M. le président. Monsieur de Courson !

M. Charles de Courson. Pour se conformer au schéma du Gouvernement, prenons l'exemple de l'assiette de la TIPP, qui chute en volume. En principe, elle est moins avantageuse qu'une dotation indexée mais, si une partie de l'impôt sur le revenu est reversée, en l'absence de modification du barème, elle devient plus avantageuse.

On voit donc bien que cela dépend des cas ; il n'y a aucune garantie. Au demeurant, le problème, c'est que nous ne demandons pas au Gouvernement des garanties, mais l'autonomie financière.

Quelle est la position du groupe UDF sur la motion de renvoi en commission ? (Murmures et rires.)

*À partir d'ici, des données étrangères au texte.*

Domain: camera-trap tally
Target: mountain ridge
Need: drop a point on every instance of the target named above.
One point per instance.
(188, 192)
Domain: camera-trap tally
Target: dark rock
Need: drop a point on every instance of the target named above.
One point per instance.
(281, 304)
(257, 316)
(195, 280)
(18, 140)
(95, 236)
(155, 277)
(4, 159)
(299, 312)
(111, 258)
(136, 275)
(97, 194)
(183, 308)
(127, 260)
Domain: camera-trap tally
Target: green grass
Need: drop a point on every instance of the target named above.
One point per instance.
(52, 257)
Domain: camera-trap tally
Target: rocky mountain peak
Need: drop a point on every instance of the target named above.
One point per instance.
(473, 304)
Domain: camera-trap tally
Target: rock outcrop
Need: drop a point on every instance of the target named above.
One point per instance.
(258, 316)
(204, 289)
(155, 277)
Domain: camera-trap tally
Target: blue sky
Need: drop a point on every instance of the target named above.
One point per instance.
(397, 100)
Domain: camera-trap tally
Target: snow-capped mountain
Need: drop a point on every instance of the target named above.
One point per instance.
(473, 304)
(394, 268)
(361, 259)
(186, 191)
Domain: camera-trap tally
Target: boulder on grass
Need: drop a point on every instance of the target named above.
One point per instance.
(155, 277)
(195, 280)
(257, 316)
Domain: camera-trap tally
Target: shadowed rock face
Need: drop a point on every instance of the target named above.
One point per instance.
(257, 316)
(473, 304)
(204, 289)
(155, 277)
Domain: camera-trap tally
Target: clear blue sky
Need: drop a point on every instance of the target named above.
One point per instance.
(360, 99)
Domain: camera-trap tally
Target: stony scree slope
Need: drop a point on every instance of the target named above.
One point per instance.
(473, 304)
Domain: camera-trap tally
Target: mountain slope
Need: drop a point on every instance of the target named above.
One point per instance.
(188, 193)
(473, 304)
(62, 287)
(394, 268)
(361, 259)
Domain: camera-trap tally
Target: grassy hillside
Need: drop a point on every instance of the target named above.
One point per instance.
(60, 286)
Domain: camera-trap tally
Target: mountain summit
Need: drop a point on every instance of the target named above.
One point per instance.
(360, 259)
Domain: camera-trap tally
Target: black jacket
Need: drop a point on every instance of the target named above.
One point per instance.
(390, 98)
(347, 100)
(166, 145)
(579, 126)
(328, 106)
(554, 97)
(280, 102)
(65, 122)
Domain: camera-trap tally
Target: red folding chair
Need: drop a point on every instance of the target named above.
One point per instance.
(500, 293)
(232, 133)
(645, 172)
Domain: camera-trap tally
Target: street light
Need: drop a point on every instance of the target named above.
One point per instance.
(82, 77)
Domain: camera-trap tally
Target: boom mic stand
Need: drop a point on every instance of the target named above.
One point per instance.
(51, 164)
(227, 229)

M. le président. Ah ! Tout de même !

M. Charles de Courson. Nous attendons toujours, monsieur le ministre, votre avis définitif sur l'amendement de l'UDF qui conditionnera notre vote final et, dans l'attente de votre réponse, nous ne participerons pas au vote sur la motion de renvoi en commission.

M. Jean-Pierre Brard. C'est courageux !

M. le président. La parole est à M. André Chassaigne. Et laissez-le s'exprimer, monsieur Brard !

M. André Chassaigne. De toute façon, mon intervention résulte d'une étroite concertation avec mon collègue Jean-Pierre Brard. Notre position est donc collective et unanime ! (Rires et exclamations sur les bancs du groupe de l'Union pour un mouvement populaire.)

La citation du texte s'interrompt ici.